I'll respond in time, but let me just add that the Chinese aren't just building infrastructure or extracting minerals from the ground - they are also doing a lot of very good business with locals.
I don't know much about other parts of Nigeria, but since I come from Nigeria and a fifth of the population of Sub-Saharan Africa is Nigerian; the situation in Nigeria must count for something.
Africa has real needs (consumer goods) - in the absence of mains electricity, Chinese built generators are very important. Quite a few local business people collaborate with Chinese partners to manufacture tires, plastics, white goods, motorcycles - you get the drift. It leads to more jobs and greater revenues on both sides.
Nobody in Africa is under any illusion about the Chinese - they don't pretend to be what they are not (unlike the US); they are mean, but they get the job done - a job that no one else (except say Indians & Lebanese who aren't any better) will do.
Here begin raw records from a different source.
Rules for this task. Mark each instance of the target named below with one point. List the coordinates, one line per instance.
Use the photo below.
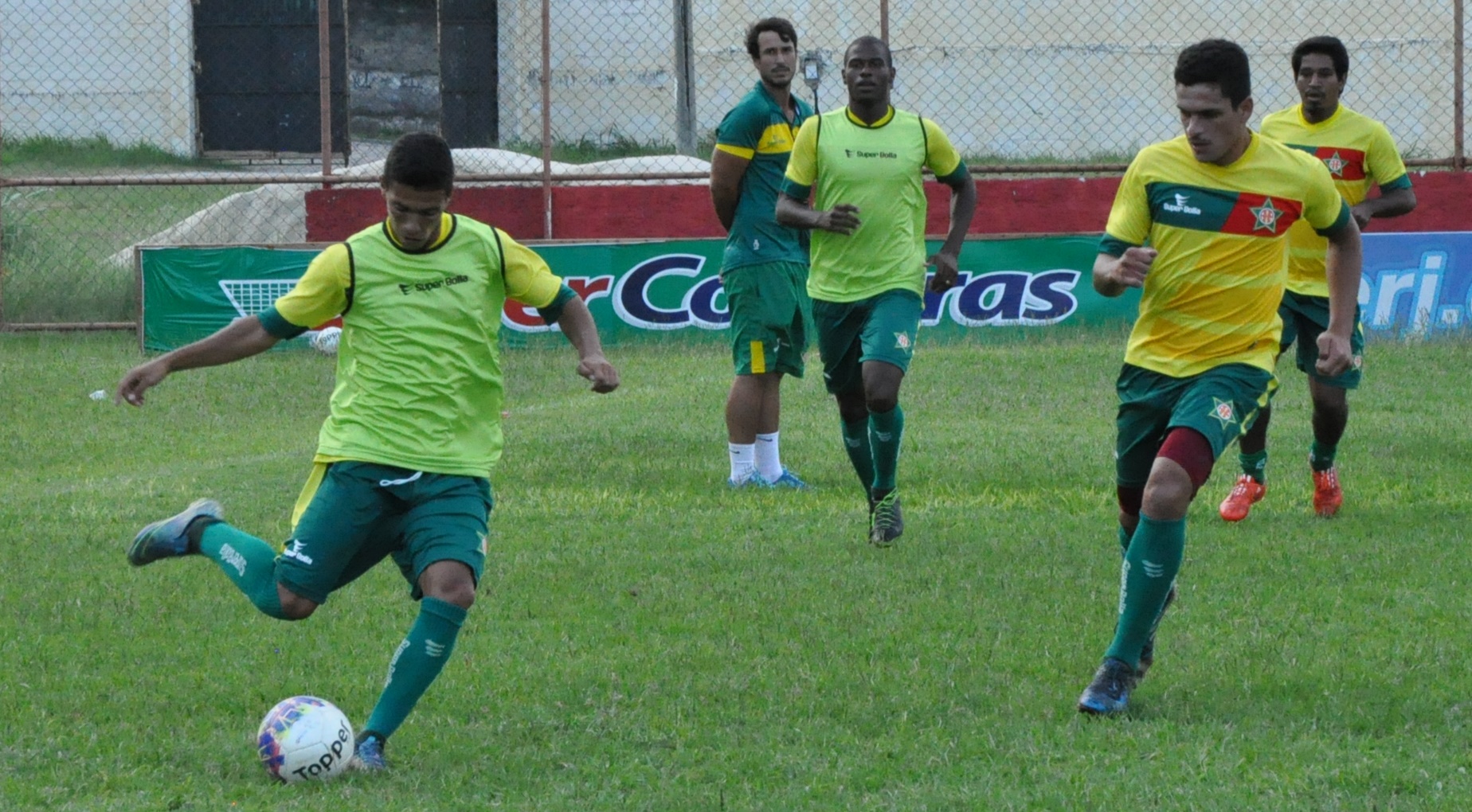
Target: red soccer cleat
(1246, 493)
(1326, 493)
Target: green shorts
(878, 328)
(1220, 404)
(364, 512)
(770, 312)
(1305, 318)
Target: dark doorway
(258, 83)
(468, 72)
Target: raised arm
(726, 173)
(798, 213)
(1343, 264)
(963, 205)
(241, 338)
(1116, 274)
(1388, 205)
(577, 324)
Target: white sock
(744, 459)
(769, 456)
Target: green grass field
(647, 638)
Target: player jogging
(765, 265)
(1359, 152)
(862, 165)
(1215, 208)
(414, 427)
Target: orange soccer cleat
(1246, 493)
(1326, 493)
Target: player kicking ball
(414, 428)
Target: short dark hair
(867, 38)
(1219, 62)
(777, 25)
(1328, 46)
(420, 161)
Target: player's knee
(882, 402)
(295, 607)
(458, 591)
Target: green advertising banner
(190, 291)
(647, 290)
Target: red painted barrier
(628, 213)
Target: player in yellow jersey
(862, 165)
(1359, 152)
(1200, 224)
(414, 425)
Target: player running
(1359, 152)
(1215, 208)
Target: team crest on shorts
(1223, 412)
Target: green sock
(1255, 465)
(248, 560)
(416, 664)
(860, 454)
(885, 431)
(1150, 568)
(1321, 456)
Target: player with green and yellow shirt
(1201, 225)
(414, 424)
(765, 268)
(862, 166)
(1359, 154)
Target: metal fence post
(324, 68)
(546, 118)
(1458, 87)
(685, 81)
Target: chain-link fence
(208, 121)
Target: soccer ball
(326, 340)
(305, 739)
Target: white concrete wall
(1010, 78)
(83, 68)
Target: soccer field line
(173, 471)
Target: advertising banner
(670, 289)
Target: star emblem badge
(1336, 165)
(1223, 412)
(1266, 215)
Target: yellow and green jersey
(875, 166)
(757, 128)
(418, 373)
(1359, 152)
(1220, 232)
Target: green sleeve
(276, 324)
(554, 310)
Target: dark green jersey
(757, 128)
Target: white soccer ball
(326, 340)
(305, 739)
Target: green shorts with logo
(364, 512)
(1219, 404)
(878, 328)
(1305, 318)
(770, 314)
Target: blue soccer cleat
(368, 754)
(748, 480)
(165, 537)
(1109, 692)
(789, 480)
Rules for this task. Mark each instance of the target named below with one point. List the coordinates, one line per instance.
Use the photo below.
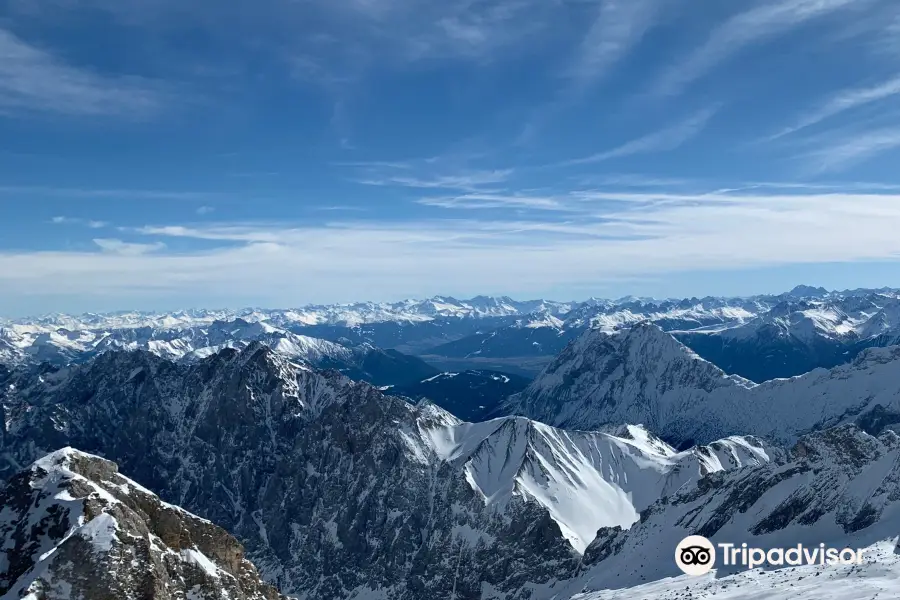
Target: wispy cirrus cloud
(839, 154)
(481, 200)
(423, 257)
(106, 193)
(116, 246)
(668, 138)
(32, 80)
(466, 181)
(93, 224)
(618, 27)
(742, 30)
(842, 101)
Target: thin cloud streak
(331, 263)
(34, 81)
(663, 140)
(742, 30)
(619, 27)
(842, 154)
(844, 101)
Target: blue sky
(157, 154)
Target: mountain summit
(644, 375)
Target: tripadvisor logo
(696, 555)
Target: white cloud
(843, 101)
(287, 266)
(467, 181)
(61, 220)
(33, 80)
(665, 139)
(841, 154)
(619, 26)
(124, 194)
(114, 246)
(744, 29)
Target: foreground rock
(72, 527)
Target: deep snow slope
(644, 375)
(840, 487)
(877, 578)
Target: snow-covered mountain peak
(586, 480)
(839, 488)
(644, 375)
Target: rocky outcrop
(73, 527)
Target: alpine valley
(480, 449)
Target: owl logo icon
(695, 555)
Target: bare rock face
(72, 527)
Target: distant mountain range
(73, 527)
(338, 490)
(339, 466)
(644, 375)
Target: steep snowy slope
(338, 490)
(840, 488)
(585, 480)
(469, 395)
(877, 578)
(72, 527)
(643, 375)
(30, 345)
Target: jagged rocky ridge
(337, 490)
(644, 375)
(27, 345)
(72, 527)
(840, 487)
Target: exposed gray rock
(72, 527)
A few words about US and US intentions - I think US actually believes its rhetoric a bit too much. George Bush's Pepfar was laudable, but that isn't the sum total of US-Africa relationship. The major problem in this relationship is this: US has never bothered to ask what 1. African leaders or 2.The African public wants out of this relationship. It's more like a case of "here's the aid, that's all folks".
Most Americans (ordinary folk, presidents, policy makers) are yet to internalize this: most Africans DO NOT benefit from foreign aid.
So a foreign policy that is very heavy on foreign aid and foreign aid rhetoric is neither going to be useful nor very effective in the long run.
Chinese are a bit better; they actually spend time listening to African leaders. If a leader wants a dam, there might be a good reason for it - not dismissing that request out of hand like the US is wont to do and shoving an "environmentally sustainable" bull#### "solution" down his throat - and a lot of aid advisers (on gender, sustainability - and related nonsense).
Chinese don't tend to listen to African publics - but there is a large and growing relationship between Chinese and African businessmen (at least in my native Nigeria). US-Africa trade in 2013 was $85 billion, China-Africa trade was $210 billion - that points to a growing business relationship. When fracking & shale gas fully takes off - expect US-Africa trade figures to further fall.
A new airport terminal being built in one of Nigeria's growing towns - this is the kind of no fuss projects the Chinese deliver in record time - and financing is a lot cheaper.